На сей раз, правда, это хотя бы Фэн Синь.
Вообще-то, Фэн Синь и ещё Му Цин, начиная с первого класса и заканчивая той ужасной попыткой в первый курс, были неизменными соседями Се Ляня по комнате сначала в школьном, потом в университетском общежитии и его ближайшими друзьями.
Однако теперь они оба уже на пятом курсе — а он только-только начинает обучение заново. Они поддерживали его — а он сам оборвал с ними любые связи. Прятался, не в силах смотреть им в глаза, не отвечал на звонки и сообщения, потом и вовсе выкинул сим-карту и удалился из соцсетей.
Чтобы восстановить аккаунт в одной из них только недавно. И то лишь потому, что ему нужно как-то получать электронные задания.
Так было проще. Так было легче, потому что он не хотел ничьей жалости. Он ошибся везде, где только можно, и не должен был тянуть своих друзей за собой, не должен был вешать на них клеймо тех-кто-общается-с-неудачником-который-даже-первый-курс-закончить-не-смог. Он хотел просто исчезнуть, и чтобы никто из-за этого не страдал. Впрочем, не вышло. А вот неприятный след всё равно остался.
Удивительно, как они вообще могут более-менее нормально относиться к нему после возвращения.
Се Лянь устал от постоянной боли, прокатывающейся вдоль меридианов, поэтому сражается вполсилы. Любой другой бы его жалеть не стал — но Фэн Синь подыгрывает, сам сбавляя обороты. Се Лянь смутно чувствует колющую боль в запястьях и надеется, что старые раны не начнут кровоточить сквозь бинты. Было бы крайне нежелательно.
Он совершенно выдохшийся после занятия. Остальные студенты, особенно первокурсники, обступают преподавателя, задают вопросы и уточняют про какие-то приёмы, но он хочет только поскорее уйти в общежитие. Однако Фэн Синь задерживает его, осторожно обхватив запястье. Выше бинтов. В янтарно-карих глазах — странное, слишком серьёзное выражение.
— Фэн Синь? — вяло недоумевает Се Лянь. — Что такое?
— Ты позволяешь ему называть себя «гэгэ», — внезапно выдаёт тот. — Я слышал.
Се Ляню требуется несколько мучительно долгих секунд, чтобы понять, что Фэн Синь говорит о Хуа Чэне. Он тяжело вздыхает — похоже, быстрым разговором ему не отделаться. Поворачивает голову, взглядом ловит среди выходящих студентов Не Хуайсана и даёт ему знак взмахом руки, чтобы не ждали его. Не Хуайсан тут же утаскивает Ло Бинхэ.

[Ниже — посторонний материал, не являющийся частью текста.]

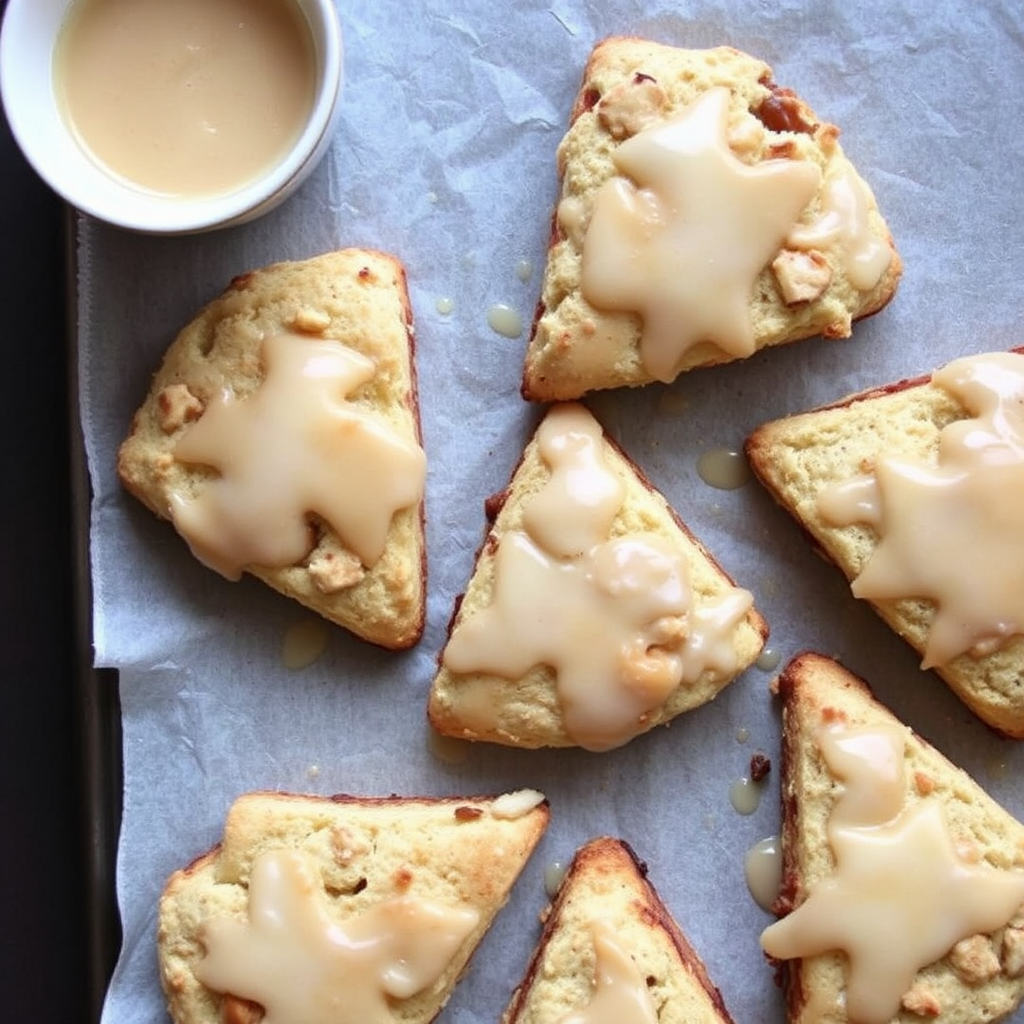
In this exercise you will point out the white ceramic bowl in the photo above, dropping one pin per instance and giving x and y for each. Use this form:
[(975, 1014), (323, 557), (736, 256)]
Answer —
[(27, 42)]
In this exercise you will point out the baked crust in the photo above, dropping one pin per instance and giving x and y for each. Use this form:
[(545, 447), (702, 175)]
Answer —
[(799, 457), (816, 690), (527, 711), (573, 347), (607, 882), (459, 851), (358, 298)]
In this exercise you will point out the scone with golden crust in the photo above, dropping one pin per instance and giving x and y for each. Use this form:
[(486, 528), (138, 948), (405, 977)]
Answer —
[(593, 613), (674, 249), (923, 430), (608, 940), (356, 552), (893, 858), (334, 908)]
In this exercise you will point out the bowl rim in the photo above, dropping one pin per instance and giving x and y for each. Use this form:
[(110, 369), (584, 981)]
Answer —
[(28, 95)]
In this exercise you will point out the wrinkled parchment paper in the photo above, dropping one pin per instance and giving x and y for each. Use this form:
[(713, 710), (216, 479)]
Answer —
[(444, 156)]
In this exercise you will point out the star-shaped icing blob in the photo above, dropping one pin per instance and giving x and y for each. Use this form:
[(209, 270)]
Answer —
[(681, 237), (304, 968), (899, 900), (951, 532), (293, 446), (620, 992), (900, 897)]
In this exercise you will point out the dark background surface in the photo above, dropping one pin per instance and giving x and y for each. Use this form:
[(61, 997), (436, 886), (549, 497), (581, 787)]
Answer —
[(58, 724)]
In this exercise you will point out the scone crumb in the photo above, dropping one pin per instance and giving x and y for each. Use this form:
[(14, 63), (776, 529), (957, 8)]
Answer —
[(311, 321), (347, 847), (516, 805), (176, 406), (802, 276), (745, 137), (922, 1000), (334, 570), (630, 107), (974, 960), (1013, 952), (924, 782), (760, 767)]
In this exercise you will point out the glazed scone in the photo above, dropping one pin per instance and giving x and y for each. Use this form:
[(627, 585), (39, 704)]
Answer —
[(903, 881), (705, 213), (915, 491), (611, 951), (593, 613), (329, 909), (309, 472)]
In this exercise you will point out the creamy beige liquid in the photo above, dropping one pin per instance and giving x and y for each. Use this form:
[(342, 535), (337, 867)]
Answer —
[(189, 98), (723, 468)]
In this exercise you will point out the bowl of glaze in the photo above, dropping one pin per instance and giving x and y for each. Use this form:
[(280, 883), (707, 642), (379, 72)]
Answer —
[(232, 104)]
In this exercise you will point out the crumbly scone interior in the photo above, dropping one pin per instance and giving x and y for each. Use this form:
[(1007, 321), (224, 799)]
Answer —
[(800, 457), (607, 886), (365, 852), (982, 977), (630, 85), (526, 712), (358, 299)]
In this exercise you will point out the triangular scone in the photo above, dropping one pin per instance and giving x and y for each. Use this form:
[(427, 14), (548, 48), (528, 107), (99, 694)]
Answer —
[(310, 473), (916, 492), (903, 881), (610, 944), (593, 613), (329, 909), (705, 213)]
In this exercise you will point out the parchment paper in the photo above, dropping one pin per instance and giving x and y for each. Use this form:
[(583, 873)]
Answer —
[(444, 156)]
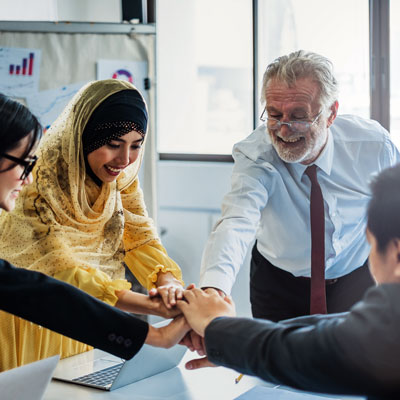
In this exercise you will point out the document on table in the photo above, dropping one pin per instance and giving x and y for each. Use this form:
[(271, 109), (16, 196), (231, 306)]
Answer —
[(265, 393)]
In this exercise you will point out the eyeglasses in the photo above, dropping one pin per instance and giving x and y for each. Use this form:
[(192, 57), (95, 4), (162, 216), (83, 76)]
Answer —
[(27, 164), (295, 126)]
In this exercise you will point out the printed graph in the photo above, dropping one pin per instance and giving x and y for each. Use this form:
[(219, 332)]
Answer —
[(25, 68)]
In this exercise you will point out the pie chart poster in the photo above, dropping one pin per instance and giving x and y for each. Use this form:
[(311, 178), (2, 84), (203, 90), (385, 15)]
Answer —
[(131, 71)]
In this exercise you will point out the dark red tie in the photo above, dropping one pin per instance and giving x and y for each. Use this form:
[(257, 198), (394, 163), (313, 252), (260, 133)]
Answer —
[(317, 218)]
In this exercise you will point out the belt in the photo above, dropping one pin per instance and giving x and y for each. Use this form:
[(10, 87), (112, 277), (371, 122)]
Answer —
[(327, 281)]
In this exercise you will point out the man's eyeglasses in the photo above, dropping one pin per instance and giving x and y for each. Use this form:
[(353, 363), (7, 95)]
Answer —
[(27, 164), (295, 126)]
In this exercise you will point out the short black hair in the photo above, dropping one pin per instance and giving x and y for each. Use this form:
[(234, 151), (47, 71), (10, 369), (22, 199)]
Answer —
[(384, 207), (17, 122)]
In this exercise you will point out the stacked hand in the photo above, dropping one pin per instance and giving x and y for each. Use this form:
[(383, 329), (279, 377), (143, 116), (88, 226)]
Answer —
[(200, 307)]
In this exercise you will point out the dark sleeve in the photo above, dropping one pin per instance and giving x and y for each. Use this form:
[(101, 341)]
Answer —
[(353, 353), (69, 311)]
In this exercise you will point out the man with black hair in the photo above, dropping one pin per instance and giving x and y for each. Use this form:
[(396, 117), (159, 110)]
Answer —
[(356, 352)]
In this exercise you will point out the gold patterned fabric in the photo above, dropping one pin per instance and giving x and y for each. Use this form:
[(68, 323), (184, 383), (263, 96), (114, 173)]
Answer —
[(66, 226)]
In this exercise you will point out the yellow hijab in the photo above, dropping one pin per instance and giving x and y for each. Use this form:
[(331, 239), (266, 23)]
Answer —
[(64, 220)]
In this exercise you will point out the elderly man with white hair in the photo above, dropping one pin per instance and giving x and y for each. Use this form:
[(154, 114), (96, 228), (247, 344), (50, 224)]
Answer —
[(300, 187)]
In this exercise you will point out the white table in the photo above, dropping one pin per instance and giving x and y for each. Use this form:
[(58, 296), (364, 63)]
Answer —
[(176, 384)]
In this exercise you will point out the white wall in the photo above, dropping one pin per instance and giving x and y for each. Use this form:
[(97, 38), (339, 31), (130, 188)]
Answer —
[(189, 197), (61, 10)]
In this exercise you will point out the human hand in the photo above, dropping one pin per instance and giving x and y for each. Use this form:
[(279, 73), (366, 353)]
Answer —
[(159, 308), (169, 335), (200, 307), (199, 363), (194, 342), (168, 288)]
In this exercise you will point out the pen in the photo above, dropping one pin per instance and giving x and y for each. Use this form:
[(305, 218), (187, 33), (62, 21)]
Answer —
[(237, 380)]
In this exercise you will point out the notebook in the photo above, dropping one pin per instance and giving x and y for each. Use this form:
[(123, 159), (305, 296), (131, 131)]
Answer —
[(104, 371), (28, 382)]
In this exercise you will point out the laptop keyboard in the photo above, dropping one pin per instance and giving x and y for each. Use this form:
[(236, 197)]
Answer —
[(103, 377)]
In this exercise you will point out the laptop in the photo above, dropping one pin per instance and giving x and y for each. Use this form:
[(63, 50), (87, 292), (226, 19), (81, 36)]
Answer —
[(102, 370), (28, 382)]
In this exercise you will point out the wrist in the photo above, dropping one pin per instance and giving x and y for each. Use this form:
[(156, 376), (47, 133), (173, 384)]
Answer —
[(153, 337), (166, 278)]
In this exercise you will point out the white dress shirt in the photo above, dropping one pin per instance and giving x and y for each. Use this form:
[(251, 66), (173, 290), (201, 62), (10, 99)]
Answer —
[(270, 201)]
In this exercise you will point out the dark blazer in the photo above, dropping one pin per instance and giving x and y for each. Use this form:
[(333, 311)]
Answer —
[(354, 353), (69, 311)]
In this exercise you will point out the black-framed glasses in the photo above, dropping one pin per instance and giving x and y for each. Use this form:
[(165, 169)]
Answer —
[(295, 126), (27, 164)]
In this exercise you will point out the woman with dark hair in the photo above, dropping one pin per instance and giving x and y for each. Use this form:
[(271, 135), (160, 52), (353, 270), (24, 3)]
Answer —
[(84, 217), (50, 302), (20, 133)]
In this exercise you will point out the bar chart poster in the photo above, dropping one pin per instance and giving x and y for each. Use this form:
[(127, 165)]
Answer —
[(19, 71), (132, 71)]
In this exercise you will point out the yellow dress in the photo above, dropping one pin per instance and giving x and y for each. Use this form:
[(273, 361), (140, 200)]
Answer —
[(67, 227)]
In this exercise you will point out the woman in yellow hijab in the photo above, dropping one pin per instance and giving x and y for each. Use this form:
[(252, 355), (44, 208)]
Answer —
[(84, 217)]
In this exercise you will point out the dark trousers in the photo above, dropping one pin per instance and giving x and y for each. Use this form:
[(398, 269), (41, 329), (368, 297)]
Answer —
[(276, 294)]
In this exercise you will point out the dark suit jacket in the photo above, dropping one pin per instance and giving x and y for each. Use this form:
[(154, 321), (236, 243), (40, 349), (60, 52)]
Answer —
[(349, 353), (69, 311)]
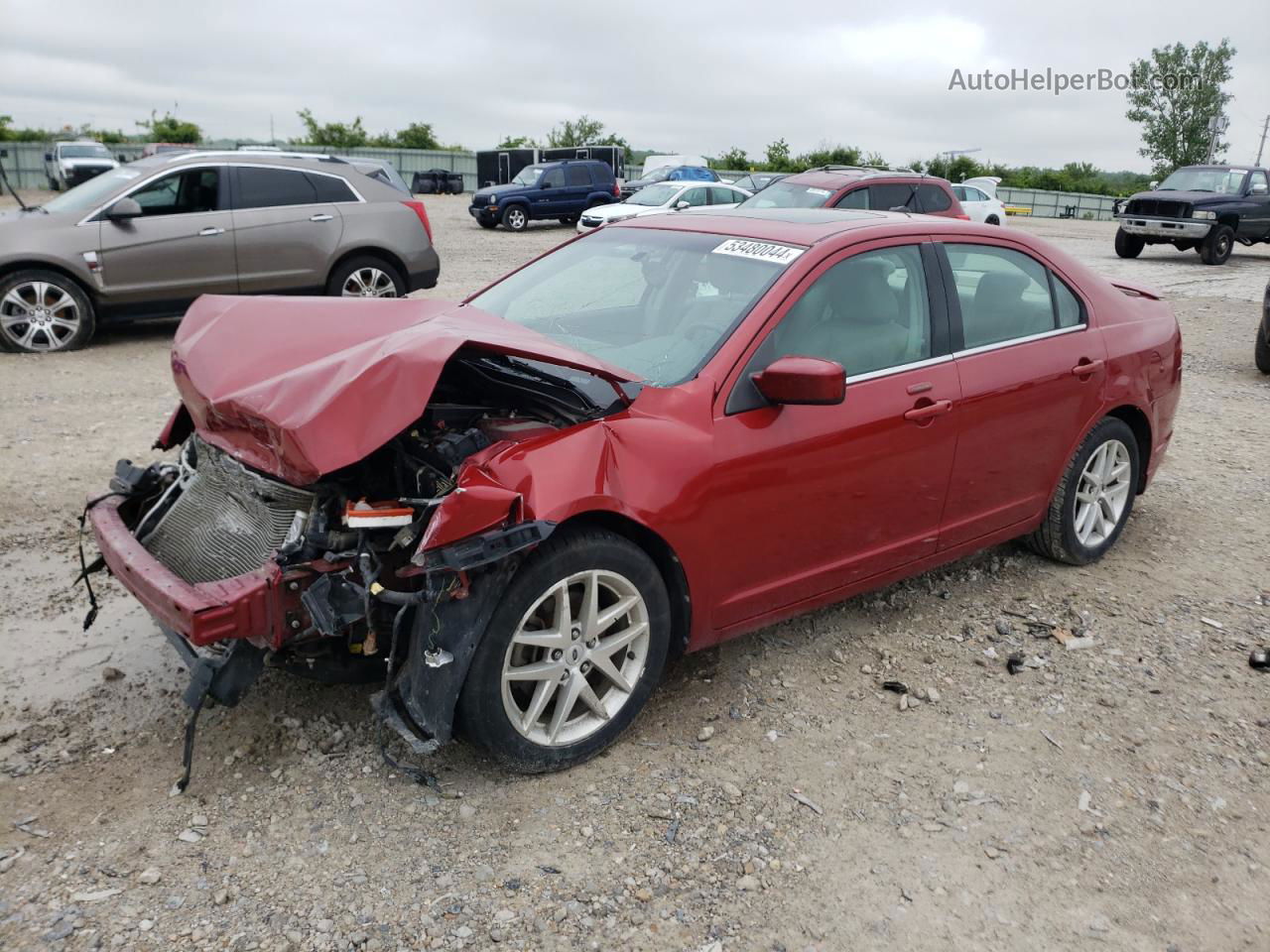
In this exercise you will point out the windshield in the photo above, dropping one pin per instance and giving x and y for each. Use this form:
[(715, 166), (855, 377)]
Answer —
[(91, 193), (657, 303), (1227, 181), (654, 194), (527, 176), (788, 194), (91, 150)]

— Сколько ты с ним знаком? Пару месяцев? — продолжает Фэн Синь. — То, как он тебя зовёт, допустимо только для близких друзей и родственников. Вы, позволь спросить, к какой из этих категорий относитесь?
— Но я правда не вижу в этом ничего такого, — пожимает плечами Се Лянь. — Я тоже зову его «Саньлан». Он сам так попросил.
— О боги! — Фэн Синь издаёт какой-то не вполне человеческий звук. — На секундочку: он человек, с которым никто предпочитает лишний раз не связываться. Человек, про которого никто не знает, что он выкинет в следующий момент. Алое бедствие. Тебя ничего не смущает? Ты не думаешь, что он специально сближается с тобой, чтобы что-нибудь?..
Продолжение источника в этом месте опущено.